General Block Format

Simple Case:

  • Block coded as in IMA ADPCM (Mono)
    • init:WORD //Initial Predictor
    • step:BYTE //Initial Step
    • pfcn:BYTE //0 or Predictor Function
    • data:BYTE[] //4 bits/sample
  • Block coded as in IMA ADPCM (Stereo)
    • init_l:WORD //Left Initial Predictor
    • step_l:BYTE //Left Initial Step
    • pfcn_l:BYTE //0 or Predictor Function
    • init_r:WORD //Right Initial Predictor
    • step_r:BYTE //Right Initial Step
    • intr_r:BYTE //0 or Interpolation Data
    • data:BYTE[] //4 bits sample, interleaved left/right
  • Or, As extended Joint-Stereo (BTAC1C Stereo Only)
    • init_c:WORD //Center Initial Predictor
    • step_c:BYTE //Center Initial Step
    • pfcn_c:BYTE //0 or Center Predictor Function
    • init_s:WORD //Side Initial Predictor (or Offset)
    • step_s:BYTE //Side Initial Step (128..216)
    • pfcn_s:BYTE //0 or Side Predictor Function
    • data:BYTE[] //3 or 4 bits/sample
Step (Right/Side):
  • 0..88: Normal ADPCM Block (Split Stereo)
    • Samples encoded at 4 bit each.
    • Split stereo will have a separate left and right channel, with both in this range.
    • Split stereo will have 1/2 the effective sample rate as Mono or J-S encoding.
  • 89: Mono Channel (Stereo Ext)
    • Only left-channel predictor state is used.
    • Audio data encodes a mono channel, which is duplicated to both.
    • Right channel initial predictor interpreted as an L/R offset.
    • May encode an interleaved left/right channel offset towards center.
  • 90..127: Reserved
  • 128..216: Joint Stereo (Stereo Ext)
    • 16 bit sample blocks, 4x 3-bit center, 4 bit side.
      • 0..2=Center0, 3..5=Center1, 6..8=Center2, 9..11=Center3, 12..15=Side
    • Side channel will be stored at 1/4 the sample rate of the center channel.
    • The 3 bit samples will behave the same as a 4 bit sample with the LSB padded with a 0.
  • 217..255: Reserved
In mono samples, BTAC1C will use the same base format as IMA ADPCM.
  • Stereo blocks or stereo extensions may not be used in Mono mode.
BTAC1C will impose a constraint over normal ADPCM that both the storage block and logical sample block are to be power of 2 sizes.

The storage block will be a power-of-2 size, but will only encode 2^N-8 samples.
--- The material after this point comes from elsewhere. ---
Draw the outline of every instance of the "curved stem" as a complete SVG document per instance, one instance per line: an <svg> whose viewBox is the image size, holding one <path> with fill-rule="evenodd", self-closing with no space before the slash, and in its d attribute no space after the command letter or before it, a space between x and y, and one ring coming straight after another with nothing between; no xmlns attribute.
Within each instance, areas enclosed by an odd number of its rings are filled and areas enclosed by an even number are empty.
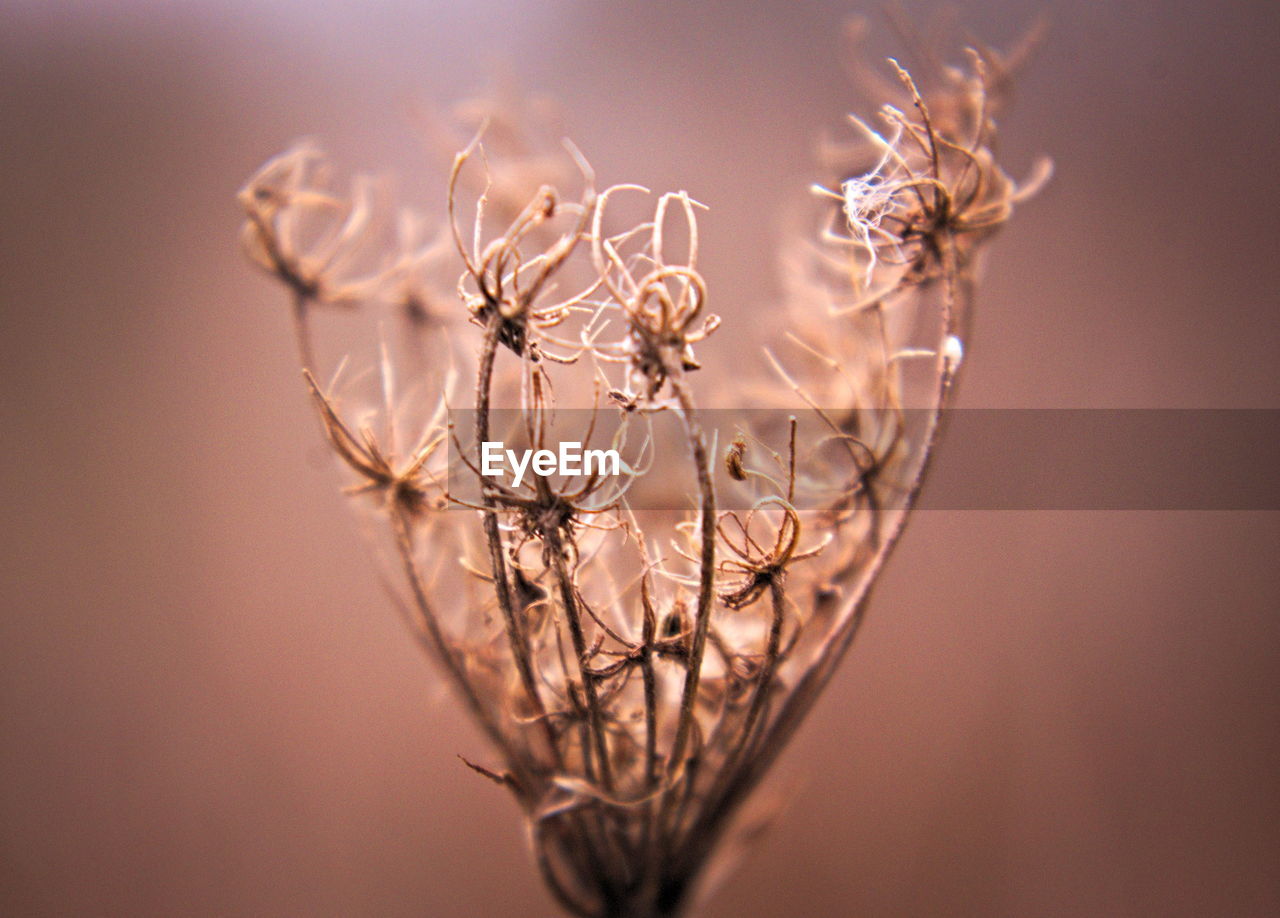
<svg viewBox="0 0 1280 918"><path fill-rule="evenodd" d="M488 324L485 325L484 342L480 351L480 368L476 379L476 449L489 439L489 406L493 387L493 365L498 348L498 333L502 327L502 316L497 309L491 311ZM502 610L502 620L506 626L507 641L511 645L511 656L515 660L516 670L520 674L520 683L529 703L533 707L534 716L542 724L546 734L550 753L556 767L560 767L560 746L556 740L555 728L547 718L547 709L538 692L538 684L530 662L529 645L524 631L516 621L515 607L511 601L511 583L507 579L507 563L503 554L502 533L498 529L498 514L492 491L481 479L481 501L484 505L484 534L489 545L489 562L493 568L494 594L498 598L498 607Z"/></svg>
<svg viewBox="0 0 1280 918"><path fill-rule="evenodd" d="M701 547L698 557L697 618L693 629L693 644L689 648L689 667L685 673L684 690L680 696L676 736L667 762L668 771L674 771L679 767L684 748L689 741L689 731L693 727L693 708L698 696L698 682L702 676L702 657L706 653L707 632L711 627L712 590L716 563L716 493L711 480L710 463L707 459L707 438L702 431L702 424L698 421L693 396L683 376L680 373L674 374L671 377L671 385L675 389L680 410L684 412L685 423L688 425L689 443L692 447L693 462L698 477L698 491L701 494L699 508Z"/></svg>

Every 2^(N-3) samples, there will be a missing sample. During decoding, these missing samples are to be filled in with the average of the 2 adjacent samples (or a duplicate of the prior sample for the last sample).

The result will be that the recording will be slightly shorter if decoded as normal ADPCM than as BTAC1C.

Example, a block will be 512 bytes, and will encode 1016 samples. A filler sample will be inserted every 128 samples for this block size.

For split stereo blocks (in BTAC1C mode), similarly samples will be either doubled or averaged to make up for the 2x difference in effective sample rate.

In extended stereo mode, the block will encode 2^N-16 samples (rather than 2^N-8), as a result 16 logical pad samples are inserted per block.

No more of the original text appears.